Un paso con el que los objetores, convertidos en una especie de estructura de la Inquisición no solo por el atraso de sus ideas, sino también por el espíritu que los anima, deberían haber dejado también el camino libre. Pero no. Si el pluralismo jurídico era un pretexto. No contaban con la disposición a la renuncia de los pueblos ancestrales, y a la inquisición de la reforma no le ha quedado más remedio que dar la cara. Ha tenido que desnudar sus verdaderas intenciones: que el sistema de justicia, particularmente el proceso de designación de autoridades, siga como está.

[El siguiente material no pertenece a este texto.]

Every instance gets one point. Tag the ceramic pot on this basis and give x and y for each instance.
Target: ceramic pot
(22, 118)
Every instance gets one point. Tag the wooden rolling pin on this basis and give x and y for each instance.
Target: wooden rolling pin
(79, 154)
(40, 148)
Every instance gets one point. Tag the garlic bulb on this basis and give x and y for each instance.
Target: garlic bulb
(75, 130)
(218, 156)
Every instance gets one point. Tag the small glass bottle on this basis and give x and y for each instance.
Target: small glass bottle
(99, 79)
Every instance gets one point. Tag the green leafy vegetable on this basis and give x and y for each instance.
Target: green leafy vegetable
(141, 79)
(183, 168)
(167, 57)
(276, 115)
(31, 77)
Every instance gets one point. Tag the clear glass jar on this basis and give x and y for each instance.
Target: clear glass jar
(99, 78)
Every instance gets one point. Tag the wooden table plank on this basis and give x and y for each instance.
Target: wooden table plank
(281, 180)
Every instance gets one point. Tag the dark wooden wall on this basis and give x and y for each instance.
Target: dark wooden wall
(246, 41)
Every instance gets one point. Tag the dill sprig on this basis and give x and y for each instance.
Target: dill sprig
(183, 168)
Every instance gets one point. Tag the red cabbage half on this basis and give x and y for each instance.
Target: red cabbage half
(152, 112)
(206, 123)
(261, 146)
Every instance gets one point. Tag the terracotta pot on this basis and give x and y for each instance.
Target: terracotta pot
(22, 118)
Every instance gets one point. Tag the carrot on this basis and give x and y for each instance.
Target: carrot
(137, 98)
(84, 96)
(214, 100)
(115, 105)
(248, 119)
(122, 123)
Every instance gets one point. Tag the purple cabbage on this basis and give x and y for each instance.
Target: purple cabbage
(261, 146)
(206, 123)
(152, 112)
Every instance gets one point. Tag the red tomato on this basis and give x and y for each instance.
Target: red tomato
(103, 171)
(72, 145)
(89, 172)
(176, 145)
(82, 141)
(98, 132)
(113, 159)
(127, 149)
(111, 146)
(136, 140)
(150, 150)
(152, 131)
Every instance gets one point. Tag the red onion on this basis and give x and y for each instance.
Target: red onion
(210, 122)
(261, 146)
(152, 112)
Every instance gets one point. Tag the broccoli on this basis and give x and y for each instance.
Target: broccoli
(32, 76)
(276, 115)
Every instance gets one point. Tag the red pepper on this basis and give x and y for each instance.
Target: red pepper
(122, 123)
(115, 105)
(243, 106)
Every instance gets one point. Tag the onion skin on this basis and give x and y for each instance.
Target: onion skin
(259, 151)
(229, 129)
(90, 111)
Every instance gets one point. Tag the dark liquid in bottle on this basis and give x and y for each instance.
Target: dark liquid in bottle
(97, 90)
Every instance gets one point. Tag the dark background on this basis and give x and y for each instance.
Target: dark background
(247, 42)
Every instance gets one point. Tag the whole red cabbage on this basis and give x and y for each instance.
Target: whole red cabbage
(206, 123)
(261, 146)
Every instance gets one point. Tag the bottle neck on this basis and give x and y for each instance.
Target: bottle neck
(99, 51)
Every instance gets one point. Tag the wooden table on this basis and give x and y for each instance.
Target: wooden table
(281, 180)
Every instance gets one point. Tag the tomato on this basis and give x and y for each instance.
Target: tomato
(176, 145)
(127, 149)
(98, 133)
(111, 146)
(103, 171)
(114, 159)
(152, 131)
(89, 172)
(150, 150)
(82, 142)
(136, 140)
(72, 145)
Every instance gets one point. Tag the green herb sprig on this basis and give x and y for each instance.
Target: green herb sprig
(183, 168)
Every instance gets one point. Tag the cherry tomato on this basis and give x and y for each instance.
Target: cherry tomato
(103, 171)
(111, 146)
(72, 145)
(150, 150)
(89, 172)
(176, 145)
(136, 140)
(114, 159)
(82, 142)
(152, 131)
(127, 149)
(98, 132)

A estos sectores, dueños durante más de cinco siglos de la estructura estatal, no les conviene un cambio. Siguen los tataranietos de los mal llamados próceres de la independencia y sus aliados necesitando mantener el control de la justicia. Salvo los dos gobiernos revolucionarios del siglo pasado, con Juan José Arévalo y Jacobo Árbenz Guzmán a la cabeza, el resto de la vida republicana de Guatemala ha sido manipulada por quienes hoy objetan las reformas.
Para ello no han necesitado ensuciar sus rostros. Tienen suficientes recursos para pagar operadores que se instalen en espacios de redes sociales, el nuevo terreno de disputa, y anulen desde ellas a quienes impulsan el cambio. Han querido imponer la idea de que la propuesta de reforma es una obsesión de la jefatura del Ministerio Público (MP) y de la Comisión Internacional contra la Impunidad en Guatemala (Cicig), de tal suerte que un eventual fracaso de dicha propuesta será un fracaso del MP y de la Cicig.

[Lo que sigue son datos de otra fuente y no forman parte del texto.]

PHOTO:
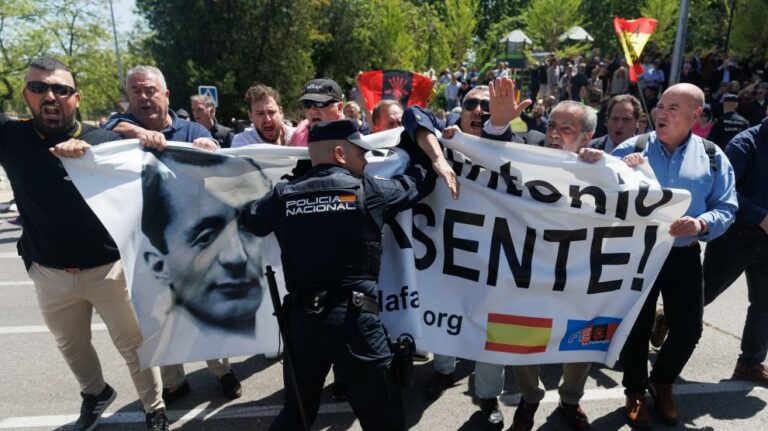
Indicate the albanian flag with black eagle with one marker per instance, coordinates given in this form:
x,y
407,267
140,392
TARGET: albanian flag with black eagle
x,y
408,88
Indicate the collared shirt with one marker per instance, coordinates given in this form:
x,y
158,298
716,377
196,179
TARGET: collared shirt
x,y
713,193
251,136
179,130
748,152
222,135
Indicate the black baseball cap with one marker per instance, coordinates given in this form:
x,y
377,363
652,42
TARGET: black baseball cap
x,y
345,130
322,90
730,97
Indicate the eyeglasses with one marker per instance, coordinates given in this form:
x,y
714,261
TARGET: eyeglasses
x,y
39,87
471,103
309,104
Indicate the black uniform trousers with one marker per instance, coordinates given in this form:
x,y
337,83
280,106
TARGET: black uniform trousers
x,y
357,344
742,249
680,284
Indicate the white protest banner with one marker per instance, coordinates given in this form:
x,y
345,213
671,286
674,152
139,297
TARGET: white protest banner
x,y
544,258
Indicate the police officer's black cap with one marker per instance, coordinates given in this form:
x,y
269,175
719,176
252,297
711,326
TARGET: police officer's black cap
x,y
322,90
345,130
730,97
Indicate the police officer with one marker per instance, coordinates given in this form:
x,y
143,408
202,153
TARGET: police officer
x,y
328,224
729,124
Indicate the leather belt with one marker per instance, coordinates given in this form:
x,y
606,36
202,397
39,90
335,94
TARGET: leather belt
x,y
316,301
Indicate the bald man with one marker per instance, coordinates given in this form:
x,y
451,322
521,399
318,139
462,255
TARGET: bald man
x,y
680,160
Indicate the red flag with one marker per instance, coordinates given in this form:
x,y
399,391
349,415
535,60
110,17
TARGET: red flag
x,y
406,87
633,35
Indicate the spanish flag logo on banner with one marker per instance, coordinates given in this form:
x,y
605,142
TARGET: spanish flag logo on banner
x,y
633,35
517,334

Bien ocultan el significado de las reformas, que no están en función de un ente en particular. Las propuestas de modificación planteadas buscan crear las condiciones para que se elimine el sistema de corrupción instalado en la designación de autoridades. Busca también separar funciones en la administración del Organismo Judicial a fin de que el manejo administrativo se desligue de la gestión de la justicia propiamente dicha. Son pasos adelante en el proceso de modernización, pero sobre todo de mejoramiento de la gestión de la justicia, que ha sido un coto de caza de quienes han detentado el poder político y económico y han llevado al país a la debacle.

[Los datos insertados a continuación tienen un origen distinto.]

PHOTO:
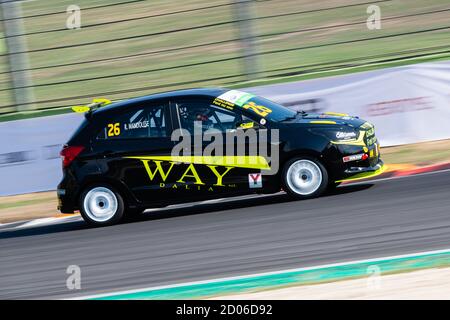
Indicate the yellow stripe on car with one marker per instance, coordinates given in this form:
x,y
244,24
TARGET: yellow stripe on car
x,y
337,114
366,175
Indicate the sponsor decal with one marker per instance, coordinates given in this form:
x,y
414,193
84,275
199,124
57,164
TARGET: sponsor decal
x,y
236,97
191,175
224,104
137,125
255,180
345,135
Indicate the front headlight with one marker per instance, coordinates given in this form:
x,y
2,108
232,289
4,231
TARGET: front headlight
x,y
339,135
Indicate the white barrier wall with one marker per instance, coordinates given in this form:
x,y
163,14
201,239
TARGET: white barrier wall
x,y
406,104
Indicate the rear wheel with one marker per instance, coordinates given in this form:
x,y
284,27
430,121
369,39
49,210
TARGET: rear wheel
x,y
101,205
304,178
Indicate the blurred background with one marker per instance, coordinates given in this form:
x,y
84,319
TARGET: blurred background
x,y
128,48
311,55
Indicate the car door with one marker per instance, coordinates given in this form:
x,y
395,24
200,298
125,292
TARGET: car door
x,y
132,145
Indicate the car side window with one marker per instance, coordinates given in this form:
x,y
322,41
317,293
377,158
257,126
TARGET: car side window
x,y
202,115
145,122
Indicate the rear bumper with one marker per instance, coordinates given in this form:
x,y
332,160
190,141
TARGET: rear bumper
x,y
359,173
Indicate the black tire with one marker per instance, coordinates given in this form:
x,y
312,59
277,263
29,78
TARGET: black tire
x,y
294,189
117,205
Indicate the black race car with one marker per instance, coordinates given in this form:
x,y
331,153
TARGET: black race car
x,y
128,156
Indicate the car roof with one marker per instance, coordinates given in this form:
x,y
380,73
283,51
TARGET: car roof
x,y
164,95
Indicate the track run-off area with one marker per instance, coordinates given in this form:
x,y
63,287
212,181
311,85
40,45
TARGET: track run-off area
x,y
236,237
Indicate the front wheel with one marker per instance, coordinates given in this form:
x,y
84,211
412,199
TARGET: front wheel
x,y
101,206
304,178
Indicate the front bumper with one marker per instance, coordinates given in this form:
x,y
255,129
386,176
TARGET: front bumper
x,y
359,173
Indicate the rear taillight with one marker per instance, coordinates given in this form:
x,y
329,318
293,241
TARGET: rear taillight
x,y
69,153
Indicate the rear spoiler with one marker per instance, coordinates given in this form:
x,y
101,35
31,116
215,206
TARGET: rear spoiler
x,y
96,103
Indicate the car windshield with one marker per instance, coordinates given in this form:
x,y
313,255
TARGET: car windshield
x,y
279,112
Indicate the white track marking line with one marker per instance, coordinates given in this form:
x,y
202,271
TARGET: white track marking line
x,y
409,255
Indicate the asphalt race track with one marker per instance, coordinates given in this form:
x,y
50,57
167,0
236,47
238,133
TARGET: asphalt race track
x,y
239,237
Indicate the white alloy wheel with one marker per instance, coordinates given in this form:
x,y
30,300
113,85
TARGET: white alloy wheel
x,y
100,204
304,177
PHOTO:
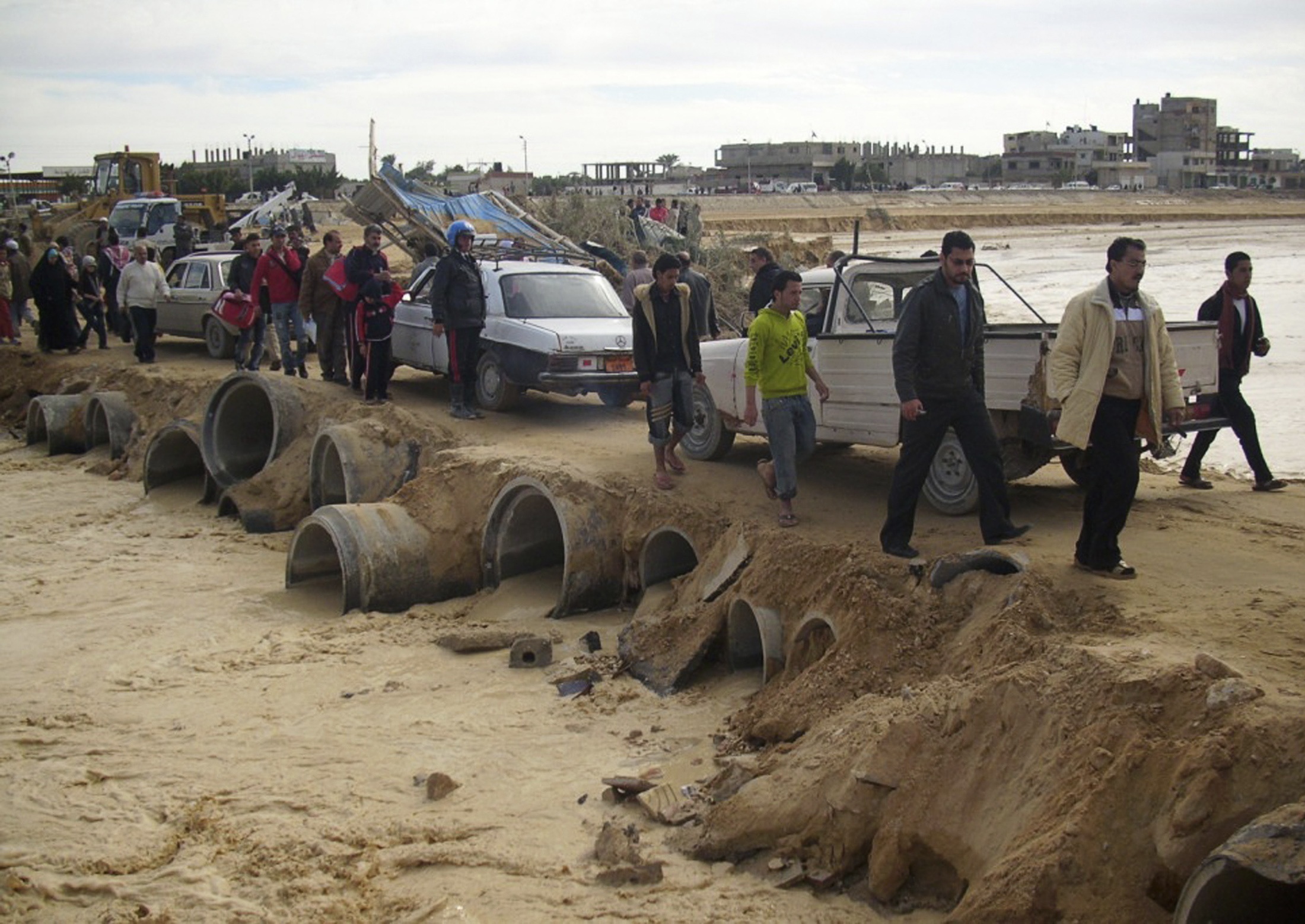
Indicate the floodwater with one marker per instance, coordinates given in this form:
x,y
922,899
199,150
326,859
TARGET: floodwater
x,y
1049,265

Si algún grupo o sector tiene en su espalda la responsabilidad del estado de cosas, es ese que ha vivido drenando los recursos públicos mediante la evasión fiscal o la corrupción de funcionarios venales. El mismo que apadrinó y financió a los líderes locales responsables del derrocamiento del gobierno revolucionario en 1954. Ese que patrocinó y alimentó las graves violaciones de los derechos humanos en la estrategia contrainsurgente. El mismo que levantó el miedo como recurso para impedir la reforma constitucional derivada de los acuerdos de paz. Ese que hoy no dice claramente que objeta las reformas, pero que sostiene a los corifeos de la impunidad y de la corrupción que en el Congreso o en las redes sociales intentan anularlas. Tener claridad de cuál es su propósito es necesario para desenmascarar sus propósitos perversos. Las reformas son necesarias. El fracaso o el triunfo de estas repercutirá no en el MP ni en la Cicig, sino en la sociedad en su conjunto. De ahí que llevarlas a buen puerto sea requisito indispensable para consolidar los pasos ya dados contra la impunidad y la corrupción.